Recovery Mode

Typically, when that week between Christmas and New Year’s Eve rolls around, I get really nostalgic for the year that has past. I contemplate the things that have happened in the last year to get me to the point I’m at now, and I wonder about what the future holds.

But frankly, I’m so over 2016. I don’t want to think about it, ruminate on it, consider all of the ways it has changed me, shaped me, molded me. Because, frankly, it kind of sucked.

Yes, I got married to a wonderful man in 2016. On Thanksgiving, I wrote a post about all of the things I was thankful for in 2016, and there are a few of them. But there were also a lot of really sucky things that happened that I’d rather just move on from… which is a tad impossible when you’re still living in a construction zone.

So moving forward to 2017…

I’ll be honest. I am terrible at New Year’s Resolutions. (I mean… everyone is, right? It’s kind of a cliché at this point for me to say I’m terrible at them, but here I am… saying I’m terrible at them.) I get these big lofty dreams in my head: I’m going to exercise more! I’m going to eat right! I’m going to finally commit to doing all the DIY projects on my Pinterest board! And then January hits me full force — we go back to school, I fall back into my routine of not doing anything but binge watching Netflix, eating popcorn, and reading books. Whomp whomp.

So, in 2014, I decided to ditch the conventional New Year’s Resolution that I could never quite stick to and, instead, chose a word to define my year. In 2014, my word was pursue. In 2015, my word was persist. In 2016, I was obviously so overwhelmed with cheerleading and my first year of teaching that I just didn’t choose a word. Looking back, 2016 should probably have been plan (a wedding, a rebuilding of your home, ahead for the future… etc.)

After snooping around on the Internet (and getting lost amid a few too many cooking tutorial videos and cats wearing hats), I’ve decided that my word of the year will be…

Recover.

2016 was a harrowing year, and I did a pretty terrible job at self-care. I avoided confronting my problems and facing my emotions, and I took it out on my poor husband one too many times.

So, for the first part of the year, I will focus on recovering from the past year. On OneWord365‘s blog, they write, “recovery means recognizing the problem for what it is and being willing to change your life,” and that really spoke to me.

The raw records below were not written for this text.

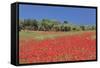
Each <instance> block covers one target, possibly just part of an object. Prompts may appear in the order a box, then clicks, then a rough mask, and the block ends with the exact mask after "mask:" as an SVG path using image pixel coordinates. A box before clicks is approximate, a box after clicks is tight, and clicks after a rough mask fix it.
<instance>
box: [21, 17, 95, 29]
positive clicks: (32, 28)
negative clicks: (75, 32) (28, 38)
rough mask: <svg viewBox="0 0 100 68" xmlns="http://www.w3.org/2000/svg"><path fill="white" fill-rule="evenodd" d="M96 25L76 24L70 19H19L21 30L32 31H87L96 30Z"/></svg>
mask: <svg viewBox="0 0 100 68" xmlns="http://www.w3.org/2000/svg"><path fill="white" fill-rule="evenodd" d="M95 29H96V26H95V25H90V26H86V25H74V24H71V23H69V22H68V21H64V22H60V21H54V20H49V19H42V20H41V21H38V20H36V19H24V20H19V31H21V30H32V31H85V30H95Z"/></svg>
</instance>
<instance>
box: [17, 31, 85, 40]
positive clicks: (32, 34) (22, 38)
mask: <svg viewBox="0 0 100 68" xmlns="http://www.w3.org/2000/svg"><path fill="white" fill-rule="evenodd" d="M82 33H84V31H76V32H75V31H71V32H53V33H52V32H44V31H20V32H19V37H20V39H28V38H31V39H32V38H33V39H37V40H44V39H53V38H56V37H61V36H65V35H68V36H69V35H76V34H77V35H80V34H82Z"/></svg>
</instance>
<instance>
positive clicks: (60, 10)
mask: <svg viewBox="0 0 100 68" xmlns="http://www.w3.org/2000/svg"><path fill="white" fill-rule="evenodd" d="M19 18H20V19H37V20H42V19H50V20H57V21H60V22H63V21H68V22H70V23H72V24H77V25H94V24H96V9H94V8H78V7H58V6H40V5H27V4H20V5H19Z"/></svg>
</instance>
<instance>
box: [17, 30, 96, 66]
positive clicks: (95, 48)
mask: <svg viewBox="0 0 100 68" xmlns="http://www.w3.org/2000/svg"><path fill="white" fill-rule="evenodd" d="M95 59H96V33H95V31H77V32H74V31H73V32H45V31H21V32H20V33H19V63H20V64H25V63H26V64H27V63H44V62H45V63H46V62H59V61H60V62H61V61H80V60H95Z"/></svg>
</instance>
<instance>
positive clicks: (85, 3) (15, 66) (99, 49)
mask: <svg viewBox="0 0 100 68" xmlns="http://www.w3.org/2000/svg"><path fill="white" fill-rule="evenodd" d="M15 1H16V0H1V1H0V68H16V66H13V65H11V64H10V4H11V3H13V2H15ZM18 1H23V2H24V1H26V2H39V3H54V4H67V5H87V6H98V12H100V0H18ZM99 18H100V13H98V29H99V30H98V35H99V34H100V23H99V21H100V20H99ZM98 38H99V40H100V37H99V36H98ZM99 44H100V43H99ZM99 44H98V52H100V46H99ZM98 56H99V57H98V62H82V63H64V64H50V65H35V66H34V65H31V66H21V67H19V68H32V67H34V68H36V67H37V68H61V67H62V68H67V67H68V68H99V66H100V65H99V63H100V54H99V53H98Z"/></svg>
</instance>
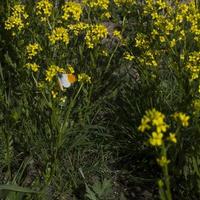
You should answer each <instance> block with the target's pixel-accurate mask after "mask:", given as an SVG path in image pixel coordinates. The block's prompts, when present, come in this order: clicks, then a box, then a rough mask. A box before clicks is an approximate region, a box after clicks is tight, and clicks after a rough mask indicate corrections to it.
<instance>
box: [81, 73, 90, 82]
mask: <svg viewBox="0 0 200 200" xmlns="http://www.w3.org/2000/svg"><path fill="white" fill-rule="evenodd" d="M78 81H79V82H85V83H91V77H90V76H88V75H87V74H86V73H81V74H78Z"/></svg>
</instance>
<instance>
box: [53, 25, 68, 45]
mask: <svg viewBox="0 0 200 200" xmlns="http://www.w3.org/2000/svg"><path fill="white" fill-rule="evenodd" d="M49 40H50V42H51V43H52V44H55V43H56V42H57V41H62V42H64V43H65V44H66V45H67V44H68V43H69V35H68V32H67V29H65V28H63V27H58V28H55V29H54V30H53V31H52V33H51V35H49Z"/></svg>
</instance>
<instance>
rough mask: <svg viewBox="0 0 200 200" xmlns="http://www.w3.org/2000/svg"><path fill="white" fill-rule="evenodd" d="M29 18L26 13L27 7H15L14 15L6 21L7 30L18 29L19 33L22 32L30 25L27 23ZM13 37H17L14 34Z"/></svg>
mask: <svg viewBox="0 0 200 200" xmlns="http://www.w3.org/2000/svg"><path fill="white" fill-rule="evenodd" d="M27 18H28V14H27V13H26V12H25V6H24V5H20V4H18V5H15V6H14V7H13V8H12V15H11V16H10V17H8V19H7V20H6V21H5V29H6V30H11V29H17V30H18V31H21V30H22V29H23V28H24V27H25V25H27V24H28V23H26V22H25V21H26V19H27ZM13 35H15V33H14V32H13Z"/></svg>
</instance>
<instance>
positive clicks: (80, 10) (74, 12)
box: [62, 1, 82, 21]
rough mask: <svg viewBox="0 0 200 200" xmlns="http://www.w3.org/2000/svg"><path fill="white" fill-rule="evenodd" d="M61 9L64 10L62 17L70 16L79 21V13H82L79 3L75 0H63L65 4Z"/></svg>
mask: <svg viewBox="0 0 200 200" xmlns="http://www.w3.org/2000/svg"><path fill="white" fill-rule="evenodd" d="M62 10H63V12H64V14H63V16H62V19H64V20H68V19H69V18H72V19H73V20H75V21H79V20H80V17H81V14H82V8H81V4H80V3H76V2H71V1H70V2H65V5H64V6H63V7H62Z"/></svg>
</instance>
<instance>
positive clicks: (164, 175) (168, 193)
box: [162, 144, 172, 200]
mask: <svg viewBox="0 0 200 200" xmlns="http://www.w3.org/2000/svg"><path fill="white" fill-rule="evenodd" d="M162 156H164V157H165V158H167V151H166V147H165V145H164V144H163V145H162ZM162 170H163V175H164V184H165V187H166V192H165V194H166V200H172V196H171V189H170V176H169V170H168V164H166V165H164V166H163V167H162Z"/></svg>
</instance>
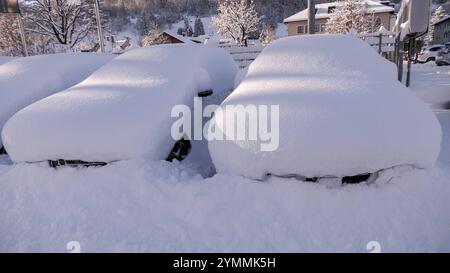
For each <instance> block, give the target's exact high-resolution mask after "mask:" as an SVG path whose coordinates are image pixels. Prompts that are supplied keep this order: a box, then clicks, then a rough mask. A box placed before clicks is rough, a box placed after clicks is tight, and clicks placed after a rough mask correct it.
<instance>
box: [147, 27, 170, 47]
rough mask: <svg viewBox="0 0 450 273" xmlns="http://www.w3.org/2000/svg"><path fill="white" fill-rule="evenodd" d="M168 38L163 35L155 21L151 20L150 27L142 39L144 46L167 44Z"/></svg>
mask: <svg viewBox="0 0 450 273" xmlns="http://www.w3.org/2000/svg"><path fill="white" fill-rule="evenodd" d="M167 42H168V40H167V38H166V37H165V36H164V35H162V32H161V29H160V28H159V26H158V24H157V23H156V22H154V21H152V22H150V25H149V29H148V31H147V33H146V35H145V36H144V38H143V39H142V46H151V45H160V44H166V43H167Z"/></svg>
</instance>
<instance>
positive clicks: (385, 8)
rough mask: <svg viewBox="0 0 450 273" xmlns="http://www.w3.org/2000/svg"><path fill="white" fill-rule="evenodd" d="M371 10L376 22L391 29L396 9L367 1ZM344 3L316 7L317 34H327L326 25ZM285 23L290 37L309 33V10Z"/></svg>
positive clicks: (284, 20)
mask: <svg viewBox="0 0 450 273" xmlns="http://www.w3.org/2000/svg"><path fill="white" fill-rule="evenodd" d="M365 2H366V4H367V5H368V8H369V14H370V15H372V14H373V16H374V17H375V20H376V21H377V22H378V23H380V24H381V25H382V26H383V27H384V28H386V29H391V26H392V24H393V23H392V22H393V20H394V18H395V15H394V12H395V9H394V7H392V6H391V5H389V4H387V3H384V2H381V3H380V2H376V1H371V0H367V1H365ZM341 5H342V2H332V3H324V4H317V5H316V26H315V28H316V29H315V30H316V33H325V24H326V23H327V21H328V19H329V18H330V14H331V13H333V12H334V11H335V10H336V9H338V8H339V6H341ZM284 23H285V24H287V26H288V36H294V35H302V34H307V33H308V9H304V10H302V11H300V12H299V13H297V14H294V15H292V16H291V17H288V18H286V19H284Z"/></svg>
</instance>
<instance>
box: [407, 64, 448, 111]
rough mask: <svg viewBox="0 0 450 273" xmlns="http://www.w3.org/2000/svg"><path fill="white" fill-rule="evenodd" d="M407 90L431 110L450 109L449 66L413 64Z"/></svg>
mask: <svg viewBox="0 0 450 273" xmlns="http://www.w3.org/2000/svg"><path fill="white" fill-rule="evenodd" d="M405 70H406V69H405ZM405 74H406V71H405ZM403 79H406V75H405V76H404V77H403ZM409 89H410V90H411V91H413V92H414V93H415V94H416V95H417V96H419V97H420V98H421V99H422V100H424V101H425V102H426V103H427V104H428V105H430V107H432V108H433V109H441V110H442V109H450V66H437V65H436V64H435V63H433V62H429V63H426V64H413V65H412V68H411V86H410V87H409Z"/></svg>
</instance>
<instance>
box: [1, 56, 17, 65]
mask: <svg viewBox="0 0 450 273" xmlns="http://www.w3.org/2000/svg"><path fill="white" fill-rule="evenodd" d="M12 60H14V57H6V56H0V64H4V63H7V62H9V61H12Z"/></svg>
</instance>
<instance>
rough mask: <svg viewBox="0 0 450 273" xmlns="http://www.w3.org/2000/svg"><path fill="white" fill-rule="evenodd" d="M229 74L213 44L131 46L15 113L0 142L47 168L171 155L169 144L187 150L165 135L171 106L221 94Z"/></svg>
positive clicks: (169, 137)
mask: <svg viewBox="0 0 450 273" xmlns="http://www.w3.org/2000/svg"><path fill="white" fill-rule="evenodd" d="M236 72H237V67H236V64H235V63H234V61H233V59H232V58H231V56H230V55H229V54H228V53H227V52H225V51H224V50H222V49H220V48H217V47H210V46H204V45H188V44H179V45H175V44H172V45H158V46H151V47H144V48H139V49H135V50H131V51H128V52H126V53H124V54H122V55H120V56H118V57H117V58H115V59H114V60H112V61H111V62H109V63H108V64H106V65H105V66H103V67H102V68H100V69H99V70H97V71H96V72H95V73H93V74H92V75H91V76H90V77H89V78H87V79H86V80H85V81H84V82H82V83H80V84H79V85H77V86H74V87H72V88H69V89H68V90H66V91H63V92H60V93H57V94H55V95H53V96H50V97H47V98H45V99H43V100H40V101H39V102H36V103H34V104H32V105H30V106H29V107H27V108H24V109H23V110H21V111H20V112H18V113H16V114H15V115H14V116H13V117H12V118H11V119H10V120H9V121H8V123H7V124H6V125H5V127H4V129H3V131H2V138H3V142H4V144H5V147H6V149H7V151H8V153H9V154H10V157H11V159H12V160H13V161H15V162H41V161H47V160H49V161H50V163H51V164H52V165H53V166H57V165H66V164H67V165H72V164H75V165H104V164H107V163H110V162H113V161H118V160H126V159H132V158H147V159H152V160H161V159H167V158H169V157H171V156H170V154H171V155H173V153H172V152H176V151H173V150H172V152H171V148H172V147H175V150H177V148H178V152H180V146H182V147H185V148H187V149H189V148H190V143H189V141H190V140H189V139H178V141H175V140H174V139H173V138H172V136H171V127H172V124H173V122H174V121H176V120H177V119H176V118H173V117H172V116H171V111H172V110H173V107H174V106H176V105H186V106H188V107H191V106H192V105H193V103H194V97H197V96H207V95H210V94H211V93H212V92H213V93H214V95H213V96H212V97H210V98H214V97H219V96H220V95H221V94H223V95H227V94H228V93H229V92H230V91H232V89H233V82H234V78H235V74H236ZM174 143H175V144H174ZM182 147H181V148H182ZM186 152H187V151H186ZM180 156H181V157H183V156H185V154H181V155H180ZM208 156H209V155H208ZM174 158H176V156H174ZM169 159H170V158H169Z"/></svg>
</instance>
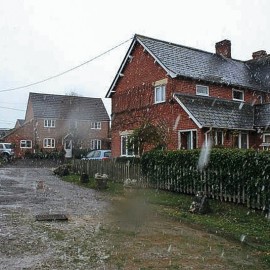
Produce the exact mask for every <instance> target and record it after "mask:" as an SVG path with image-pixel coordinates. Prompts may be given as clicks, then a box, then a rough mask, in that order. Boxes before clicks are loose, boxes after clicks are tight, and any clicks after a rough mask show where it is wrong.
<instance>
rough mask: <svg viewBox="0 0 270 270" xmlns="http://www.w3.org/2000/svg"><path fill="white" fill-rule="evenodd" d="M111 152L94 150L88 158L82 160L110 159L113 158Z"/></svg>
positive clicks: (89, 154)
mask: <svg viewBox="0 0 270 270" xmlns="http://www.w3.org/2000/svg"><path fill="white" fill-rule="evenodd" d="M111 153H112V152H111V150H93V151H91V152H89V153H88V154H87V155H86V157H83V158H82V160H91V159H100V160H104V159H109V158H111Z"/></svg>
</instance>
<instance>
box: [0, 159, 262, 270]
mask: <svg viewBox="0 0 270 270" xmlns="http://www.w3.org/2000/svg"><path fill="white" fill-rule="evenodd" d="M30 165H31V164H30ZM52 167H53V164H49V165H48V164H47V166H46V167H44V166H42V167H38V166H27V165H26V164H24V163H21V164H15V166H14V165H13V166H9V167H6V168H0V269H8V270H12V269H108V270H111V269H112V270H113V269H224V270H225V269H226V270H227V269H237V270H238V269H267V268H265V266H264V265H263V264H262V263H261V262H259V261H258V258H257V256H256V253H255V252H254V251H252V250H249V249H247V248H245V246H243V244H242V243H241V242H240V241H239V243H235V242H230V241H228V240H226V239H223V238H221V237H218V236H217V235H213V234H209V233H206V232H204V231H201V230H199V229H198V230H197V229H194V228H191V227H189V226H188V225H187V224H183V223H181V222H179V221H174V220H170V219H167V218H165V217H164V216H161V215H159V214H158V211H157V209H154V208H152V206H147V205H146V204H145V201H144V200H143V198H142V197H134V196H133V197H131V198H130V197H129V196H126V197H121V196H119V197H117V196H114V197H113V198H112V197H110V196H107V195H104V194H102V193H100V192H98V191H95V190H91V189H87V188H83V187H79V186H76V185H73V184H70V183H66V182H63V181H61V180H60V179H59V178H58V177H56V176H55V175H54V174H53V172H52ZM49 214H51V215H52V214H65V215H67V216H68V221H58V222H57V221H53V222H52V221H50V222H49V221H41V222H40V221H36V218H35V217H36V215H49Z"/></svg>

I shouldn’t only be realizing that I have problems, but I should be willing to do something to overcome those issues.

So, I have resolved to take better care of myself. Not so much your typical work out-eat healthy-cut junk food (because, let’s be honest about who I am as a person…), but generally be more focused on my mental health. Write more. See a therapist. Stay organized (for my sanity). Keep on top of my schoolwork. Throw myself back into my students and let them heal me. Go run with my puppy. Take time for myself. Say no to things. Say yes to things I might normally say no to. Be a better friend to my friends.

I need to get back to where I was in the past and where I should be going in the future. Winter is always challenging for me, and living in a house that is still under construction is hard on my psyche. Accepting that things are difficult and vowing to help myself adapt to these changes will help in my recovery process.

Hopefully, come June 2017, I’ll be revising this word to something more forceful and optimistic, but for now, this word felt right.